Saturday, November 28, 2009

The Big Elephant in the Room by Lane Smith

I picked this book off the shelf first because for whatever reason I thought it was going to be about politics- donkeys on the cover and its about a big elephant, I dunno. Anyway, I thought that it would be interesting to see politics from a children's book point of view. This was however, not about politics. In the end though I was okay with this because it ended up being something just as interesting. We have all heard this phrase "the big elephant in the room". It refers to something that is very obvious that nobody mentions, but everybody knows. For example, an elephant in the room would be a bad smell. It is obvious, everyone smells it, but nobody wants to mention it. Or it could be a topic of discussion that everyone knows about, but nobody brings up to talk about like a divorce or something like that. At any rate, it is a common phrase. What this book has done though is make the phrase into something that children can understand, and it does it in a funny way. It starts off with one of the friends asking, "Can we talk about the big elephant in the room?" And the other friend says "The big elephant? As in the BIG problem? I was expecting this! Because I ate all the crunchy-nut ice cream?!" He goes on asking if other things are the proverbial "elephant in the room" and finally the other friend says "No! No! No! I don't care about any of those things...I was just asking about the big elephant in the room!" Then they both look into the living room and an actual elephant is sitting on the sofa, "Oh, that big elephant! That's Stanley."
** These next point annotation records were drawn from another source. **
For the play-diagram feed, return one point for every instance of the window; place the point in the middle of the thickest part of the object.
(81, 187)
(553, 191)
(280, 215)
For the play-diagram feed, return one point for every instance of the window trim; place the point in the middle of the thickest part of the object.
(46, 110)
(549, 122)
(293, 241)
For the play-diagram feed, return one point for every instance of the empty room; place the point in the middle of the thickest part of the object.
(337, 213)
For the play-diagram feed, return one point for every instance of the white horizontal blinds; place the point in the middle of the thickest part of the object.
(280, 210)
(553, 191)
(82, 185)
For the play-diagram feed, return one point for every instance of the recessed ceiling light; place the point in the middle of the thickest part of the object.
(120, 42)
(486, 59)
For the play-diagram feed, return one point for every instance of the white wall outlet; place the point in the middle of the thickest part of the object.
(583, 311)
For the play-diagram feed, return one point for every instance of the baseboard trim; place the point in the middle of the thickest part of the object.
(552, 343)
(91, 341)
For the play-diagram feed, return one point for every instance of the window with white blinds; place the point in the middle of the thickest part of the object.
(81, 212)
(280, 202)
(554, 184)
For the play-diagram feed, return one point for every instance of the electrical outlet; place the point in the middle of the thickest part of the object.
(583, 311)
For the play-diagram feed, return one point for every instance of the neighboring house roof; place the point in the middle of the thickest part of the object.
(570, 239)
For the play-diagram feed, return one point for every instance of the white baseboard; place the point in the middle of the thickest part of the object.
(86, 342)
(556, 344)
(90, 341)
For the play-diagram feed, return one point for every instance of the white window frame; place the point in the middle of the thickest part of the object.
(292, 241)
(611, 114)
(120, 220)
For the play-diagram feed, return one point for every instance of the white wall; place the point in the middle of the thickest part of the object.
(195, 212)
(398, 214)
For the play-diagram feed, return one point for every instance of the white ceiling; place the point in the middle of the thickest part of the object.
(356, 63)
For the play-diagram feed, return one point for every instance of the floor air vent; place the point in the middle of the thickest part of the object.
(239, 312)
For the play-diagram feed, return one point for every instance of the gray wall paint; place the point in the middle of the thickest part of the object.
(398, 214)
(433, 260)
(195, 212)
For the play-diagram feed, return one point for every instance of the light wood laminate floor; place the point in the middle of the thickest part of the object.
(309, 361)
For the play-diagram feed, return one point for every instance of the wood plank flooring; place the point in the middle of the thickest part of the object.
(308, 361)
It was a very amusing ending to the story, but the more I think about it the more I wonder if it would be confusing. Maybe it would only be a good, funny ending if you already understood what the phrase meant, because the joke comes in that he wasn't being metaphorical when he asked about the elephant, he was being literal. That could also be a little confusing for younger students who didn't understand the phrase to begin with. On the other hand though, this could be a good introduction to phrases and being metaphorical versus being literal in general and in writing. Another good mini-lesson idea!

Ages 4 to 8 sayith the library and I say yay!